Take these lines from the poem Headlines, for instance: “Killings in a temple in Benaras,/ Deaths in the Kashmir valley, The exchange of rhetoric/ In Parliament/ Are all due to the vagaries/ Of the weather,/ Says
the environmentalist.”

Again, consider the poem Alphabet of Silence, where during a meeting, “…The speakers clapped./ The listeners sat/ In stony silence./ …Near the temple’s dark sanctorum/ The priest did not chant his hymns/ That challenged the audacity of the Lord;/ A court’s verdict/ Went against personal interest.”
And look at the satire about present times in the culminating poem, A Parable on Cyclone 2019: “Here goes the white-knuckle parable of our time./ …The cyclone visited our bucolic region./ It drops in more often than taciturn politicians do/ At their

Although concise, these poems are perfect examples of combining the heaviness of current events with the complexity of seemingly mundane events and tasks. It’s difficult to miss the irony in these poems. The poet uses vivid visuals that then move towards unusual endings. The effect makes one pause and question the inertia that is prevalent across our lives. A classic example is the beginning of the poem, Bus Ride to Puri — “Rain-kissed serpentine road, rain-soaked/ Skins of buffaloes, rain-merged meadows,/ Rain-splashed window shields,/ Rain-wrapped green leaves, rain-drenched/ Cheerleaders of God…”

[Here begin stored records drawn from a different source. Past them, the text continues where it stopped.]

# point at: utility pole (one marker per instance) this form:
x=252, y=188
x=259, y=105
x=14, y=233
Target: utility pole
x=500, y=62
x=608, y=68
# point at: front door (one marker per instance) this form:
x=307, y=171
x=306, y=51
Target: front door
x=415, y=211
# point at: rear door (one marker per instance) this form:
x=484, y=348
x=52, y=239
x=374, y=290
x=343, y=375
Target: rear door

For those familiar with the route in Odisha, these lines evoke nostalgic memories of the countryside. But, then, the next lines, “Prayer-flags at odd-even time, Rain-splashed Facebook-lovers” suddenly take the readers to a more urban setting. The ending brings out the paradox of tragedy and melancholia even in what is a typical scene viewed from a seemingly simple bus ride: “There was rain all day/ All night, long march of bough-carriers/ All day, all night,/ And God indecisive and unfeeling as ever.”

Even when the poems are describing deeply personal experiences, they arc from the aperture of individual viewpoints to a wider, all-encompassing picture. For example, Paradox covers a narrative that speaks of the compromises and dishonesty pervading our lives, and the irony of it all: “…The village where I was born,/ The smell of delicious mangoes/ Sighted in a thick jackfruit jungle./…My soft-spoken professor,/ An ardent Gandhian,/ Compromises himself/ All along this planet/ For miniscule comforts./ …A suggestion to those/ Who dislike living in irony:/ They fail to fathom/ That life is not as white as the January sun.”

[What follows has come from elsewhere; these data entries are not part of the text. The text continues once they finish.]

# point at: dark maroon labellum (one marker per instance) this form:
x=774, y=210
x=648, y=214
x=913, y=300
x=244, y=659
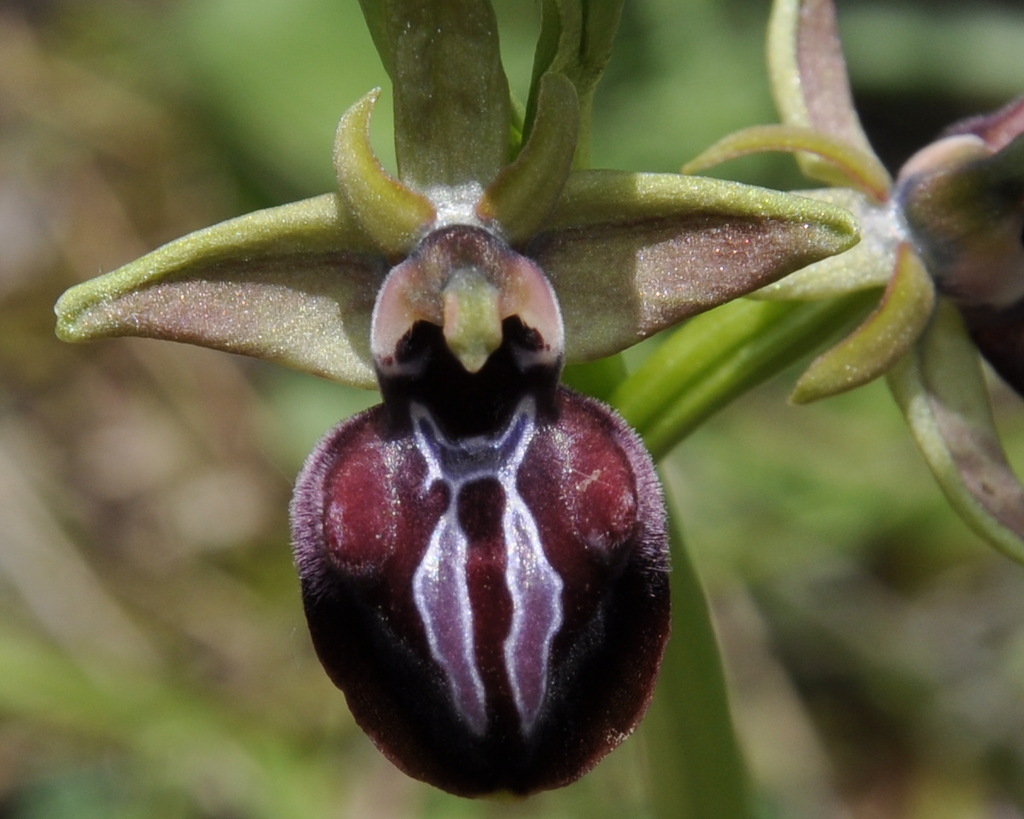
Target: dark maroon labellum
x=483, y=557
x=495, y=608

Finally, a word about the beautiful cover design of the book that has been done by the Delhi-based artist Arpana Caur. It draws inspiration from folk art and temple sculptures. The image manages to put the collection into context in the way it describes strife and violence, and yet, paradoxically, the beauty and strength that flowers amid these.
This is a collection of poems that evoke as many questions about contemporary living as it provides answers. After all, the purpose of poetry, as Nanne Coda (12 CE, translated from Telugu by Velcheru Narayana Rao and David Shulman) says in a poem: “…An arrow shot by an archer/ or a poem made by a poet/ should cut through your heart,/ jolting the head./ If it doesn’t it’s no arrow, / It’s no poem”.